Infractions graves : dépassement des limites, falsification des données

Les Définitions Clés : Amplitude, Temps de Service, Temps de Conduite

Pour maîtriser la réglementation, il faut d’abord comprendre trois notions distinctes qui structurent la journée d’un chauffeur routier. Ces termes sont souvent confondus, pourtant chacun répond à des règles spécifiques.
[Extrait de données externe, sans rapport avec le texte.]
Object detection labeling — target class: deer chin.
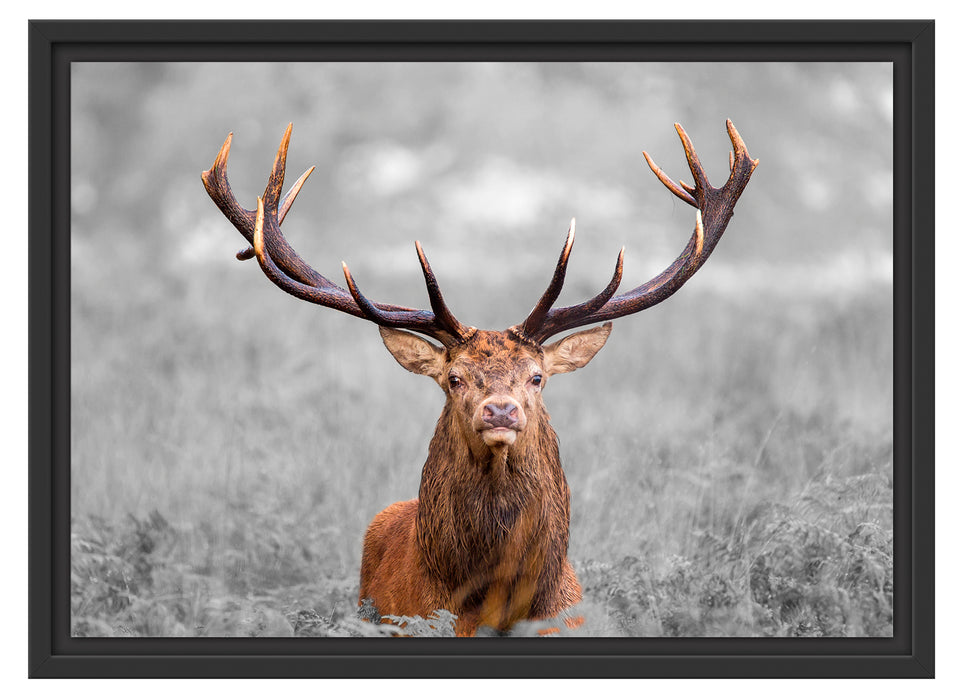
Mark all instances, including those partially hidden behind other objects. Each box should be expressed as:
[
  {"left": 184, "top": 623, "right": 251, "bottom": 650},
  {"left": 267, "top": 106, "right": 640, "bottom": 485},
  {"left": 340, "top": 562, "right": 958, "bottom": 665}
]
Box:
[{"left": 480, "top": 428, "right": 516, "bottom": 447}]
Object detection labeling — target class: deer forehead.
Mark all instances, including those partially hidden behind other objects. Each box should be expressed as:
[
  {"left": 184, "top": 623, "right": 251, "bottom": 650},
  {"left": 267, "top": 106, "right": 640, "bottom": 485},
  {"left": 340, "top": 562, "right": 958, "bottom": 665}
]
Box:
[{"left": 449, "top": 331, "right": 543, "bottom": 382}]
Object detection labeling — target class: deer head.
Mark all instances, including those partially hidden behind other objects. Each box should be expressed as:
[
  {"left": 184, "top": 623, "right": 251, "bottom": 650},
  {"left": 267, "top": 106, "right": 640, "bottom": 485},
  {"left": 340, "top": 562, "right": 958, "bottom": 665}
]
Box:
[{"left": 202, "top": 121, "right": 759, "bottom": 633}]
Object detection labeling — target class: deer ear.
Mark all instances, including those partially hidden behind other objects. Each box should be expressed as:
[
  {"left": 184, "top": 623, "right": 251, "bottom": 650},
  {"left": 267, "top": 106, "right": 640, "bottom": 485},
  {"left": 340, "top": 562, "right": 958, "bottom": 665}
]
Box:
[
  {"left": 380, "top": 326, "right": 446, "bottom": 381},
  {"left": 543, "top": 321, "right": 613, "bottom": 374}
]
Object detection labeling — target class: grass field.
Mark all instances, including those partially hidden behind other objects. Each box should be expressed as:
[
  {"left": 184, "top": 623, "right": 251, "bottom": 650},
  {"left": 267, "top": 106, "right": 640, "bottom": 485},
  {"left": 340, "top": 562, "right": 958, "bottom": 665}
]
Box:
[
  {"left": 70, "top": 62, "right": 894, "bottom": 636},
  {"left": 72, "top": 263, "right": 893, "bottom": 636}
]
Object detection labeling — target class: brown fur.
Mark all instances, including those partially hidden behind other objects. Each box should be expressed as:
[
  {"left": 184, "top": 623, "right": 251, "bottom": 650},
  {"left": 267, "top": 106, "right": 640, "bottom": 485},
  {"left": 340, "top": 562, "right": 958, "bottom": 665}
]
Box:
[{"left": 360, "top": 324, "right": 609, "bottom": 636}]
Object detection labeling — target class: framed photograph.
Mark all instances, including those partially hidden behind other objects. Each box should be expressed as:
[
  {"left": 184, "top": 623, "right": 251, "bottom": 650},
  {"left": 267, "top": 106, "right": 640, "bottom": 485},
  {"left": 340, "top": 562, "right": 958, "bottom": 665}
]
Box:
[{"left": 28, "top": 21, "right": 934, "bottom": 677}]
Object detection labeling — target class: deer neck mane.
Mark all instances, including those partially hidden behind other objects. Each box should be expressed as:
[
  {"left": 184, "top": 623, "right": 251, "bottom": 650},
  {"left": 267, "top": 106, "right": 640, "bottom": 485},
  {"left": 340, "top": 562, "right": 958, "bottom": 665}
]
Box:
[{"left": 416, "top": 404, "right": 569, "bottom": 589}]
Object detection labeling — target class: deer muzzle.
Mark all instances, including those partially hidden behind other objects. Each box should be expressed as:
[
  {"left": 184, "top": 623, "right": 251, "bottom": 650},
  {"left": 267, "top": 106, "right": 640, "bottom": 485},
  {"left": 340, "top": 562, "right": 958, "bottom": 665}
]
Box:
[{"left": 473, "top": 396, "right": 526, "bottom": 447}]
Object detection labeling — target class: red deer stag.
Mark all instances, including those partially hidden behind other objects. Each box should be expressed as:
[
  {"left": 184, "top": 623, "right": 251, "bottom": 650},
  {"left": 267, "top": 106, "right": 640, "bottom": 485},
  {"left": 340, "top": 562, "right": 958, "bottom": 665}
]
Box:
[{"left": 203, "top": 121, "right": 759, "bottom": 636}]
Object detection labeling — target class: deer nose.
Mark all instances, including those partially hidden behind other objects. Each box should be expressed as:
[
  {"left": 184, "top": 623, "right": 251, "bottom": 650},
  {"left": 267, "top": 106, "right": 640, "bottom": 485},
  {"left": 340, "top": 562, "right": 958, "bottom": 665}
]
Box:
[{"left": 483, "top": 402, "right": 519, "bottom": 428}]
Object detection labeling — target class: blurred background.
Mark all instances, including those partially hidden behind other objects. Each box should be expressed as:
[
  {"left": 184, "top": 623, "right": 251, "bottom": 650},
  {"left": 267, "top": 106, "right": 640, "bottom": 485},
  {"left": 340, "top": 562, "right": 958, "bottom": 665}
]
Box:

Le Temps de Conduite : Le temps passé au volant

Le temps de conduite désigne exclusivement les périodes pendant lesquelles le chauffeur est au volant de son véhicule. C’est l’activité de conduite pure, sans aucune autre tâche. La réglementation européenne impose une limite stricte de 9 heures par jour, extensible à 10 heures deux fois par semaine. Sur une semaine, le temps de conduite ne peut excéder 56 heures, et sur deux semaines consécutives, il ne peut dépasser 90 heures. Ces limites visent directement à prévenir la fatigue au volant.

Le Temps de Service : Le temps de conduite + toutes les autres tâches

Le temps de service englobe le temps de conduite auquel s’ajoutent toutes les autres activités professionnelles. Il inclut le chargement et le déchargement des marchandises, les temps d’attente chez les clients, les formalités administratives avec les autorités douanières ou policières, l’entretien et le nettoyage du véhicule. La durée maximale journalière du temps de service est fixée à 12 heures pour le transport de marchandises. Cette limite garantit que le chauffeur ne travaille pas de manière excessive, même si ses tâches sont variées.

L'Amplitude Horaire : Le cadre global

L’amplitude horaire représente le temps total entre le début et la fin de la journée de travail, incluant toutes les pauses et tous les temps de repos. C’est la durée écoulée entre le moment où le chauffeur prend son service et celui où il le termine, avant d’entamer son repos quotidien. Avec un repos quotidien obligatoire de 11 heures, l’amplitude maximale théorique est donc de 13 heures (24 heures – 11 heures). Si le repos est réduit à 9 heures, l’amplitude peut atteindre 15 heures. L’amplitude donne une vision complète de la journée du chauffeur, au-delà du seul travail effectif.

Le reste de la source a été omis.